REmotely Monitored, Mobile Health Supported Multidomain Rehabilitation Program With High Intensity Interval Training for COVID-19

NCT ID: NCT05218083

Last Updated: 2025-06-08

Basic Information

• Recruitment Status: RECRUITING
• Clinical Phase: NA
• Total Enrollment: 120 participants
• Study Classification: INTERVENTIONAL
• Study Start Date: 2023-02-23
• Study Completion Date: 2026-11-01

Brief Summary

Multicenter, prospective, randomized controlled trial providing mobile health supported physical rehabilitation to 120 patients who have been critically ill with COVID-19 and who complete at least one exercise session.

Detailed Description

REmotely Monitored, Mhealth (REMM) supported High Intensity Interval Training (HIIT) to improve recovery after hospital discharge in patients with COVID-19 will evaluate the feasibility of clinical-, physiological- and patient-centered outcomes associated with a remotely monitored, mobile health-supported high intensity interval rehabilitation exercise training to improve the functional recovery of survivors who have experienced critical illness with COVID-19 and have been discharged home from the hospital.

Conditions

COVID-19; Critical Illness; ICU Acquired Weakness; PICS; Cardiorespiratory Fitness

Study Design

• Allocation Method: RANDOMIZED
• Intervention Model: PARALLEL
• Primary Study Purpose: TREATMENT
• Blinding Strategy: SINGLE

Study Groups

REmotely Monitored, Mobile health supported Multidomain Rehabilitation Program with HIIT

Patients will receive our REmotely monitored, Mobile health supported Multidomain Rehabilitation Program with High Intensity Interval Training Program (REMM-HIIT) with iWatch/iPhone.

Group Type: EXPERIMENTAL

REmotely monitored, Mobile health supported Multidomain Rehabilitation Program with High Intensity Interval Training (REMM-HIIT)

Intervention Type: BEHAVIORAL

REmotely Monitored, Mobile health-supported, High Intensity Interval Training consists of remotely monitored tailored, structured, progressive multidomain physical rehabilitation & personalized instruction & coaching.

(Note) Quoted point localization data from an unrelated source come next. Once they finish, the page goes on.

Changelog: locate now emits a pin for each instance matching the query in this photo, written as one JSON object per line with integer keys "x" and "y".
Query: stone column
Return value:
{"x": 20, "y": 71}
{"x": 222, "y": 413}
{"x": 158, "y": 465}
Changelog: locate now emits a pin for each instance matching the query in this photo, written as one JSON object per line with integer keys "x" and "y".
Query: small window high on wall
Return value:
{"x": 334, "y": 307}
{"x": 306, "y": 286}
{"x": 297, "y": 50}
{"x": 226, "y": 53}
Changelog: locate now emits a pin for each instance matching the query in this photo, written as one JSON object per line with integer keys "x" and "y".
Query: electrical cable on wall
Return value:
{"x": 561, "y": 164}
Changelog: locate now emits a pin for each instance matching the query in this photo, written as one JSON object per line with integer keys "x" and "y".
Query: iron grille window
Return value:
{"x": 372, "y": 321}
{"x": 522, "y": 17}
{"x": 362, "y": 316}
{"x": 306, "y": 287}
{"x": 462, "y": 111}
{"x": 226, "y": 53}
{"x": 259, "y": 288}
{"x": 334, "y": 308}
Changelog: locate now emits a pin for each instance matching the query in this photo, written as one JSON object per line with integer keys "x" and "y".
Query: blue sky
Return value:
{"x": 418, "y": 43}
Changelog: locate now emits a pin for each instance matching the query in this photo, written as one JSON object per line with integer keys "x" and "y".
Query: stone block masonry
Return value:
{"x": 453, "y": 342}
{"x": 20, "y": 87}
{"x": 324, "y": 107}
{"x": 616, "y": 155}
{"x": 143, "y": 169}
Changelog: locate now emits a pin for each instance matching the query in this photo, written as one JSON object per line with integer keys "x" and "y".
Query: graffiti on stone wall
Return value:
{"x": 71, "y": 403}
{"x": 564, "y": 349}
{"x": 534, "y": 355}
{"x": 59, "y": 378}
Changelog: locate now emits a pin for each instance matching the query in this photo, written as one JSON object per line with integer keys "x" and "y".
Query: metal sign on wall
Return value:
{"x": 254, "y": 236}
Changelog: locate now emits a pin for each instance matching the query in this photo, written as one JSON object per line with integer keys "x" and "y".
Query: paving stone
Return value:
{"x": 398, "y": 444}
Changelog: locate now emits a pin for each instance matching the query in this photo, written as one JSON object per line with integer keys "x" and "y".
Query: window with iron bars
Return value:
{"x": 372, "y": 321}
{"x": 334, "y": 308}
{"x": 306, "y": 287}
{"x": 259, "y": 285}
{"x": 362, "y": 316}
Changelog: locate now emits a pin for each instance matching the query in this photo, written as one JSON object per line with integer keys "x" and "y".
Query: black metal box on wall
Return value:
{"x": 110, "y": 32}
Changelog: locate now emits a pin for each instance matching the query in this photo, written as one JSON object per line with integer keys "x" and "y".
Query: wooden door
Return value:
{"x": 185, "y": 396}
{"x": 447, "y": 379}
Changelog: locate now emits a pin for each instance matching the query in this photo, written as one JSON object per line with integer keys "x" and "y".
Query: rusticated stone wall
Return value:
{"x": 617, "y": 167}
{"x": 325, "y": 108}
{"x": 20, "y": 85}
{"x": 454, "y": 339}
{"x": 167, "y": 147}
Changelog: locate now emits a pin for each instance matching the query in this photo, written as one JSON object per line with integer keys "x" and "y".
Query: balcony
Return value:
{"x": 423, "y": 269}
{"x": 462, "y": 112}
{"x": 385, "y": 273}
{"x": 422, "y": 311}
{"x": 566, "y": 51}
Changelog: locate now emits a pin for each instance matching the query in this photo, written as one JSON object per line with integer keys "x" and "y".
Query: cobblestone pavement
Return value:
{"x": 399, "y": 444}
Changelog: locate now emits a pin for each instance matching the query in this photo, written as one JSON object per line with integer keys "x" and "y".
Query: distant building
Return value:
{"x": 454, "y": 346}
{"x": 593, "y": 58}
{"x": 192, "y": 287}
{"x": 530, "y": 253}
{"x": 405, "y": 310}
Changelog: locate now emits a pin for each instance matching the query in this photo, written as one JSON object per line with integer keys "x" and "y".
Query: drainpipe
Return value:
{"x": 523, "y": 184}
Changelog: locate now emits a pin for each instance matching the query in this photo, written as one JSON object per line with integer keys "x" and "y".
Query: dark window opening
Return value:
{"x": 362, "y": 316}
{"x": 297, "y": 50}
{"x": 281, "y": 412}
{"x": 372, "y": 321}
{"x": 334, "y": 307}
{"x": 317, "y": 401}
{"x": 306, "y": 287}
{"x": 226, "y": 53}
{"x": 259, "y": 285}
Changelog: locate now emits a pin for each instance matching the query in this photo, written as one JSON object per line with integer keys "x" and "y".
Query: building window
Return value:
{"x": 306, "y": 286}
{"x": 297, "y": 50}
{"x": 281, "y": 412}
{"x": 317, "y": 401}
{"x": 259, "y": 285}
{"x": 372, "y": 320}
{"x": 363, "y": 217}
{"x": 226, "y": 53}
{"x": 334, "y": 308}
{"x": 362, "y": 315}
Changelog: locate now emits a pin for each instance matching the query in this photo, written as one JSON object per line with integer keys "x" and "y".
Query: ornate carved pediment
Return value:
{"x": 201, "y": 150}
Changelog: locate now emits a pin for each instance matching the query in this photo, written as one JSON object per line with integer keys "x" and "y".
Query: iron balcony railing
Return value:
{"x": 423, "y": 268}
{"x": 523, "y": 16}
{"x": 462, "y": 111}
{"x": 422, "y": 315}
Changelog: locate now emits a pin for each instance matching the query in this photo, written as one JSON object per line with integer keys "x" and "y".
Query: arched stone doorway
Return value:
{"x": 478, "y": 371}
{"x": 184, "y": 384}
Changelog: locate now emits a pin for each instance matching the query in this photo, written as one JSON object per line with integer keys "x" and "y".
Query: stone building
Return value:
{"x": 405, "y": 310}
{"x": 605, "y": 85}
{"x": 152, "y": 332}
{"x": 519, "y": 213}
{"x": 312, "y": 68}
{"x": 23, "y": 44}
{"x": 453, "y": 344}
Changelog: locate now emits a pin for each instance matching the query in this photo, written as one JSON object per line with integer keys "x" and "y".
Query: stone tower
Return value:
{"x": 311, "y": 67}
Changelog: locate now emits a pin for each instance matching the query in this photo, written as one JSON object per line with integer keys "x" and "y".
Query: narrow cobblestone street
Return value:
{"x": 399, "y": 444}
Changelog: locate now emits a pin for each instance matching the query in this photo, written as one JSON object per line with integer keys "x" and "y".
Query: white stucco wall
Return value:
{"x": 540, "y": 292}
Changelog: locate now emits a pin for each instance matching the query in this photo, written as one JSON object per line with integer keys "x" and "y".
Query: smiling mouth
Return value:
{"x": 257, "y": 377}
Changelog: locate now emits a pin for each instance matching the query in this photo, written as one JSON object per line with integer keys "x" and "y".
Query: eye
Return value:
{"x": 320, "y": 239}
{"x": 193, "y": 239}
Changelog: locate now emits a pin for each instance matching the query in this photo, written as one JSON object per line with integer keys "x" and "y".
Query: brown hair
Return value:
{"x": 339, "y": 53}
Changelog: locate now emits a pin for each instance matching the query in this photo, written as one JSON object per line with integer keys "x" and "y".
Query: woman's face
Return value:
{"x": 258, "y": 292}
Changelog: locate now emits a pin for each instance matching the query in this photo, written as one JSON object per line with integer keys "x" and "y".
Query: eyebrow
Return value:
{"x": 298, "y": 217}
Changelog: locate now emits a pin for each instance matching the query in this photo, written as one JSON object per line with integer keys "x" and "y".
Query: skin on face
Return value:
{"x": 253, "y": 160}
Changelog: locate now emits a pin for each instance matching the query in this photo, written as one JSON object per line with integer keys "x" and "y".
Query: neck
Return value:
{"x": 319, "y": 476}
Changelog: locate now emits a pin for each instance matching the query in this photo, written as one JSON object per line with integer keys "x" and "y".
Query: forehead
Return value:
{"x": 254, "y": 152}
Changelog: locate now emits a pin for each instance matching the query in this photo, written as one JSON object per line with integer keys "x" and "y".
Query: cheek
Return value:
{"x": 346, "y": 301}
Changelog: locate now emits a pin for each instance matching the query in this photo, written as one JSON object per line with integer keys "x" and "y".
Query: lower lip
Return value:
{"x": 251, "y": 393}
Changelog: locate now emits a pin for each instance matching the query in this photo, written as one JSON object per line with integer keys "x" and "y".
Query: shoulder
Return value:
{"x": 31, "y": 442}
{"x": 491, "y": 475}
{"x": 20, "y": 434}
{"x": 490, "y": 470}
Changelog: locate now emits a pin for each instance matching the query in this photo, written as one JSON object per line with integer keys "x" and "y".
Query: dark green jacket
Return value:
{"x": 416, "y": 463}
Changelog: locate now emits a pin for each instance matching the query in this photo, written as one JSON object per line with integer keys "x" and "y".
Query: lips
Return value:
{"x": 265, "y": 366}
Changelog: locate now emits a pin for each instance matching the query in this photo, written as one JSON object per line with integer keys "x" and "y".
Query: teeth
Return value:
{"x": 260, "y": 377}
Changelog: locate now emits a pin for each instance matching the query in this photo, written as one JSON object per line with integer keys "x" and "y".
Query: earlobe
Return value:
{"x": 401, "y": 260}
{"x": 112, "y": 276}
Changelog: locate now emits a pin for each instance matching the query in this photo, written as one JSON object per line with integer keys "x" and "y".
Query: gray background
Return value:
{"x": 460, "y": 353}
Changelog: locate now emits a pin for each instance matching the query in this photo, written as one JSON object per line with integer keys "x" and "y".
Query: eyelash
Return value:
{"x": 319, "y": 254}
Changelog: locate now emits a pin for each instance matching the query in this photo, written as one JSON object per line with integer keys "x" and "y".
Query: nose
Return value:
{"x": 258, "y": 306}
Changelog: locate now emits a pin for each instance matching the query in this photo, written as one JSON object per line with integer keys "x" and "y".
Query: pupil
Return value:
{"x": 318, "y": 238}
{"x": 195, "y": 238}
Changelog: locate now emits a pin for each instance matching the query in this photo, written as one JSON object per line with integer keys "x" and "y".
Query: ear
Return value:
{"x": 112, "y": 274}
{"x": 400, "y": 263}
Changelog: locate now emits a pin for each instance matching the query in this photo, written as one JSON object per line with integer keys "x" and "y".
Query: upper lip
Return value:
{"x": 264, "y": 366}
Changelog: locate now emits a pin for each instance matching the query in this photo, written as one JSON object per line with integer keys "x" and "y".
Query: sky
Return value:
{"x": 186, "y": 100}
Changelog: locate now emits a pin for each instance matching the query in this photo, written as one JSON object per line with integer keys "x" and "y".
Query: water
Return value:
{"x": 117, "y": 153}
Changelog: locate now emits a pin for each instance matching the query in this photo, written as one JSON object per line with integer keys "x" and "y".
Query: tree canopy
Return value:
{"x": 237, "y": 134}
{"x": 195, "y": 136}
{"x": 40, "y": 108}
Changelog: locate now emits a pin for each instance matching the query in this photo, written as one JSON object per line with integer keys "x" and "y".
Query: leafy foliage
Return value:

Patients complete 3 structured exercise sessions/week consisting of HIIT, strength, balance, and mobility exercises. Following warmup, patients increase workload at a heart rate corresponding to 95% VO2peak for 1-minute before returning to warm-up speed for 1-minute at a heart rate corresponding to 60% VO2peak.

Strength includes functional strengthening exercises for lower extremities & general resistance exercises for major muscle groups.

Balance incorporates static & dynamic exercises, including progressively narrowing base of support with eyes open or closed, reaching forward & backward starting within base of support & progressing to outside base of support.

Mobility rehabilitation includes dynamic start/stop while walking and changing direction while walking.

Exercise education without personalized sessions or feedback

Patients will receive an exercise handout and iWatch/iPhone. Patients return home to exercise without personalized instruction and coaching.

Group Type: NO_INTERVENTION

No interventions assigned to this group

Interventions

REmotely monitored, Mobile health supported Multidomain Rehabilitation Program with High Intensity Interval Training (REMM-HIIT)

REmotely Monitored, Mobile health-supported, High Intensity Interval Training consists of remotely monitored tailored, structured, progressive multidomain physical rehabilitation & personalized instruction & coaching.

Patients complete 3 structured exercise sessions/week consisting of HIIT, strength, balance, and mobility exercises. Following warmup, patients increase workload at a heart rate corresponding to 95% VO2peak for 1-minute before returning to warm-up speed for 1-minute at a heart rate corresponding to 60% VO2peak.

Strength includes functional strengthening exercises for lower extremities & general resistance exercises for major muscle groups.

Balance incorporates static & dynamic exercises, including progressively narrowing base of support with eyes open or closed, reaching forward & backward starting within base of support & progressing to outside base of support.

Mobility rehabilitation includes dynamic start/stop while walking and changing direction while walking.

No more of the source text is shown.